Recipe adapted from Tasty Kitchen & tips from Lori 🙂
2 cloves of garlic, minced
2 tablespoons olive oil
2 cans 10 3/4 Oz cans condensed tomato soup (I used Trader Joe’s organic creamy tomato soup & it worked fine but I had to add about 2 tablespoons tomato paste)
1 whole tomato, chopped
1 lb sweet Italian sausage, cut into bite sized pieces
1 1/2 cups milk
2 cups half & half
2 cups chicken stock
1 teaspoon onion powder
1/2 teaspoon salt
1/2 teaspoon pepper
1 whole 9 Oz package cheese filled tortellini (pre-cooked is best)

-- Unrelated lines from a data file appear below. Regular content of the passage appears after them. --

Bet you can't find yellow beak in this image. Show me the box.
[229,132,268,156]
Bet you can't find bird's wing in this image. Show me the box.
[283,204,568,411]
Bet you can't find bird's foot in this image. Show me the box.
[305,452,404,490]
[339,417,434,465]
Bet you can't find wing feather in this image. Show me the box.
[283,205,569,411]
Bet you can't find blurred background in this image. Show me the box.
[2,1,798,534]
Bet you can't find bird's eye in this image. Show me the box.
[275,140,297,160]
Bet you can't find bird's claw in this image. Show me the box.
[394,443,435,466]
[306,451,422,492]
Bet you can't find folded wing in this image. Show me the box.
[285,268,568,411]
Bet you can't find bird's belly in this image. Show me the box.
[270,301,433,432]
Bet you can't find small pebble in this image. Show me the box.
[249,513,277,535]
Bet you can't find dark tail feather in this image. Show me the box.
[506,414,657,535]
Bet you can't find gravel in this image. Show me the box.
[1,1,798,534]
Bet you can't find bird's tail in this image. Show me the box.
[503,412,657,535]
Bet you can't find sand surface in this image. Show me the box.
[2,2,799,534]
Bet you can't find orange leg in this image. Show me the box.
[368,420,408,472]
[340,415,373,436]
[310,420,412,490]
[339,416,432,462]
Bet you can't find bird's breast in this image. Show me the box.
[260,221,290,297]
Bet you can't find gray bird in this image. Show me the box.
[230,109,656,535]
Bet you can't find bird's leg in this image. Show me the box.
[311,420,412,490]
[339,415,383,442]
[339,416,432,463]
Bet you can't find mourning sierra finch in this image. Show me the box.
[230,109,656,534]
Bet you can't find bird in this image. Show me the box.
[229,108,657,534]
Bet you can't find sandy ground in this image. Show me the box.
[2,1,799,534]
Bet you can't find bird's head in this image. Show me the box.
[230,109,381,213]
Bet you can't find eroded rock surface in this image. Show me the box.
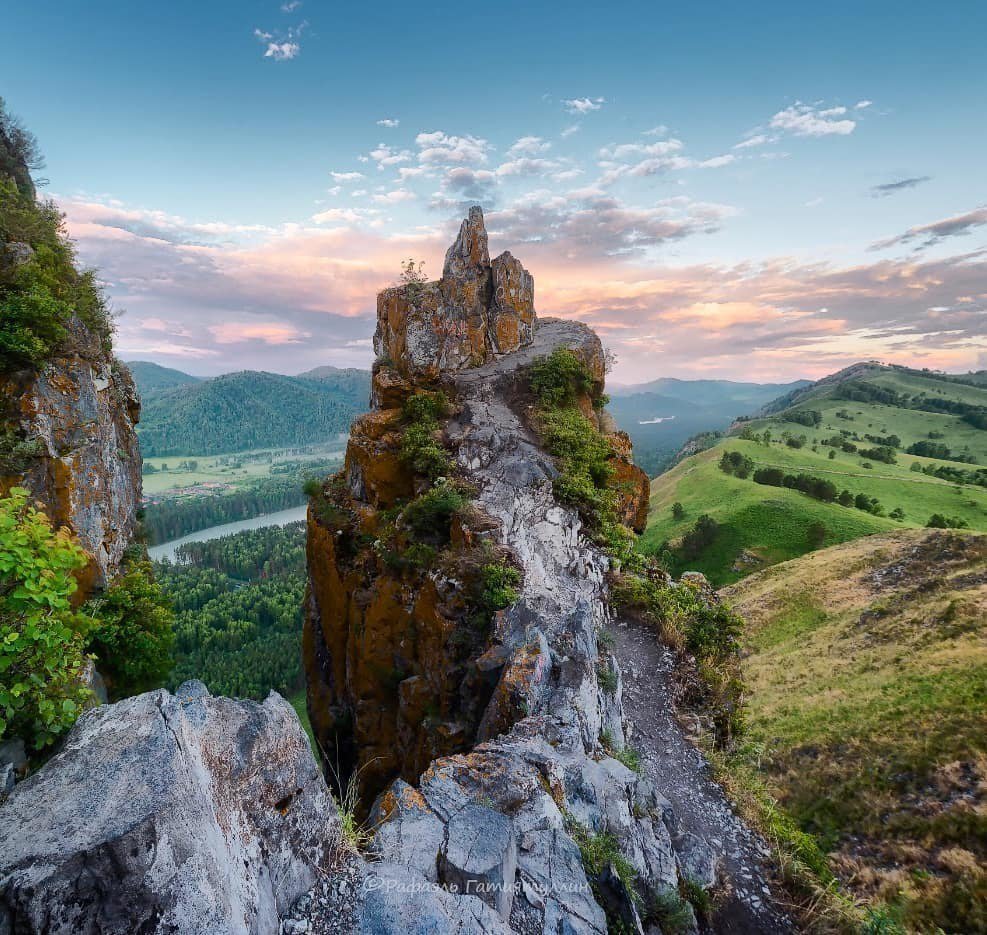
[374,206,536,382]
[0,682,337,934]
[0,317,141,589]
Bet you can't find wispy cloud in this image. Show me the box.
[871,205,987,250]
[869,175,932,197]
[253,21,306,60]
[376,118,399,128]
[769,101,857,137]
[563,97,605,115]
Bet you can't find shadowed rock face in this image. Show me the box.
[0,682,338,935]
[374,206,536,382]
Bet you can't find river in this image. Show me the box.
[147,504,309,562]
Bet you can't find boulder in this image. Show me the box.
[0,681,338,935]
[439,803,518,919]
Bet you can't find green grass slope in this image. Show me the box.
[641,363,987,585]
[719,530,986,931]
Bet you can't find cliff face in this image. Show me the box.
[0,319,142,590]
[0,131,141,591]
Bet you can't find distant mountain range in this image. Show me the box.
[128,363,371,457]
[128,362,808,466]
[607,378,810,476]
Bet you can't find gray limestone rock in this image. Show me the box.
[0,681,337,934]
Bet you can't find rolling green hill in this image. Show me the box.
[641,363,987,585]
[607,377,809,475]
[718,530,986,932]
[127,360,202,393]
[137,369,371,456]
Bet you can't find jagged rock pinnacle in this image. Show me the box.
[442,205,490,279]
[373,205,536,381]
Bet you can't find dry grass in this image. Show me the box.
[718,529,987,931]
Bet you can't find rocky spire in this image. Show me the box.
[442,205,490,279]
[374,205,536,382]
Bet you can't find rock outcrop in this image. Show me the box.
[0,129,141,590]
[0,682,337,934]
[374,206,536,383]
[0,320,142,588]
[299,210,731,934]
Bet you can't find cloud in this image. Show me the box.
[376,118,400,128]
[209,322,309,345]
[495,156,567,178]
[487,191,735,258]
[366,143,412,169]
[330,171,365,183]
[563,97,605,114]
[733,133,772,150]
[507,136,551,157]
[560,124,581,138]
[372,189,416,204]
[855,100,873,109]
[280,0,302,10]
[311,207,377,224]
[769,101,857,137]
[643,125,669,137]
[871,205,987,250]
[415,131,490,167]
[254,21,306,60]
[869,175,932,198]
[597,139,735,183]
[59,193,987,381]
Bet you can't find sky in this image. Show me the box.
[3,0,986,384]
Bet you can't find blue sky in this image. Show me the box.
[4,0,986,381]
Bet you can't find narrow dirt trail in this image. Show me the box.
[613,615,793,934]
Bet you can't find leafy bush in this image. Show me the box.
[0,488,94,748]
[859,446,897,465]
[477,562,521,613]
[528,348,594,408]
[784,410,822,427]
[401,483,466,543]
[0,178,113,369]
[679,514,719,560]
[718,450,754,478]
[84,558,174,699]
[400,391,452,482]
[927,514,969,530]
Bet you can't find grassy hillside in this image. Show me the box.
[642,363,987,585]
[608,377,808,475]
[137,369,371,456]
[127,360,202,393]
[718,530,986,931]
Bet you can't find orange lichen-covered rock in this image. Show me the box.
[0,318,141,588]
[373,207,537,382]
[343,409,412,509]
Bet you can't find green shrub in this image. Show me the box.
[0,178,113,369]
[0,487,95,748]
[529,348,595,408]
[478,562,521,613]
[84,558,174,699]
[612,570,745,744]
[400,391,453,482]
[597,662,618,694]
[564,814,640,907]
[401,483,466,543]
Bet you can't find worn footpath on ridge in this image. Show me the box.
[454,319,791,933]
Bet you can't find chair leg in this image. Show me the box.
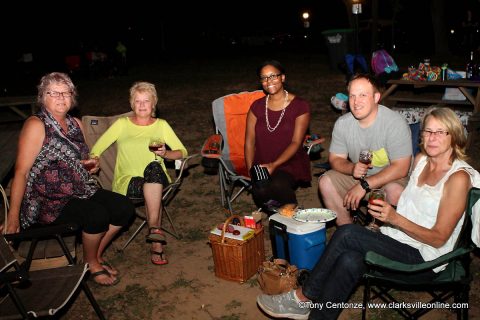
[120,220,147,252]
[55,234,76,265]
[362,279,369,320]
[80,280,106,320]
[161,206,180,239]
[23,238,39,271]
[230,186,246,203]
[6,283,30,319]
[219,169,227,208]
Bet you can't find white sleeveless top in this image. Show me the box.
[381,155,477,272]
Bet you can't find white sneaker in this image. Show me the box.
[256,290,310,320]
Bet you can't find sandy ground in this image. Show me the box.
[3,51,480,319]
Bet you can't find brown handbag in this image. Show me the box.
[257,258,298,295]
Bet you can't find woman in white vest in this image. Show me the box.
[257,106,479,320]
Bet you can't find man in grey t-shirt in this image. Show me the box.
[319,74,412,225]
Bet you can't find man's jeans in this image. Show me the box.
[302,224,435,320]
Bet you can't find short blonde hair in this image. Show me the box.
[420,106,467,162]
[129,82,158,116]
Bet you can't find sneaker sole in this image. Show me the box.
[256,296,309,320]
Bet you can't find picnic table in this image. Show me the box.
[0,95,36,121]
[0,122,21,185]
[380,79,480,150]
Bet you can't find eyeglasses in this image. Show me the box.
[259,73,282,83]
[46,91,73,98]
[421,130,449,137]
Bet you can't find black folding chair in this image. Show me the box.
[0,233,106,319]
[362,187,479,319]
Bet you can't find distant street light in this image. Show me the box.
[302,11,310,29]
[352,0,363,54]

½ cups shredded Parmesan cheese
1 1/2 cups spinach
1 cup mushrooms
½ cups sun dried tomatoes, chopped, or 2 tablespoons sun dried tomato paste
2 teaspoons Italian seasoning
Cook garlic with the olive oil in a large pot over medium heat until golden brown (be sure to watch so that it doesn’t get to brown or burn- mine got a little took brown after I took my eye off of it for a second!). Then add the tomato soup, tomatoes, milk, half & half, chicken stock, & spices and let simmer.
Meanwhile, cook the sausage in a pan in a little bit of olive oil until evenly browned and cooked through. Then add to the pot.
Once the liquid is simmering, add tortellini and cook according to the directions on the package (hint: I bought mine in the refrigerated section pre-cooked… much, much easier this way).
Then, add some Parmesan cheese and the uncooked spinach and mushrooms and stir until spinach wilts and is well incorporated.
Ladle soup into bowls, top with Parmesan cheese, and serve with fresh bread.